Chemaly’s article is typical of many pro-abortion advocates. They continually draw attention away from the reality of abortion (the unjust killing of an unborn human being) to other issues, such as women’s rights or reproductive freedom. And while genuine gender equality and our Constitutional rights are extremely important, it is ironic that many feminists argue aggressively for the right to abort. Abortion is a tool used by men to exploit and demean women, and it causes the gender gap to widen, not decrease. I covered this topic in great detail in my book Abortion: The Ultimate Exploitation of Women.

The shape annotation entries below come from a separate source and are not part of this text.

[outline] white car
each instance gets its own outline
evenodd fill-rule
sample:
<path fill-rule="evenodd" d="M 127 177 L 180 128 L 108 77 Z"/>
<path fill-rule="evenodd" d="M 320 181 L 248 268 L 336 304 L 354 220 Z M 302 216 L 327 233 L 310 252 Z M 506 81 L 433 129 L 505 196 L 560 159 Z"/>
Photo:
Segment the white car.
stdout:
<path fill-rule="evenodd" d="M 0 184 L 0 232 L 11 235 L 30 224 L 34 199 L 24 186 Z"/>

The Hobby Lobby case was not about birth control or reproductive freedom. It was about forcing a company to cover the cost of killing unborn human beings.

An article posted on CNN.com, entitled “Supreme Court Rules against Obama in Contraception Case,” includes a curious comment about Hobby Lobby and Conestoga Wood Specialties’ legal assertion: “They argued the Affordable Care Act, also known as Obamacare, violates the First Amendment and other federal laws protecting religious freedom because it requires them to provide coverage for contraceptives like the ‘morning-after pill,’ which the companies consider tantamount to abortion.”

Notice the subtle equivocation: “the companies consider tantamount to abortion.”

The use of that phrase makes it sound like it is the opinion of Hobby Lobby that the four contraceptives in question can cause abortion. It is not Hobby Lobby’s opinion — it is scientific fact.

Take Plan B, for example. In an article I wrote last year, I showed that Plan B, according to its own literature, may inhibit implantation of the zygote/embryo in the wall of the uterus. Interfering with implantation (thus causing the death of the embryo) is, by definition, abortion. This is not an opinion; it is medical fact.

Abortion advocates and proponents of abortifacients such as Plan B will often claim that interfering with implantation does not meet the definition of abortion because pregnancy doesn’t start until implantation. Scientifically speaking, life begins at conception, not implantation. Don’t be fooled by these types of semantic gymnastics.

Hobby Lobby and Conestoga Wood argued persuasively that they should not be forced to pay for drugs that can cause abortion. The Supreme Court agreed, though by the slimmest of margins. Let’s be vigilant in talking about this important case in its proper context and in protecting the unborn from being killed in what is supposed to be the safest place on the planet — the womb.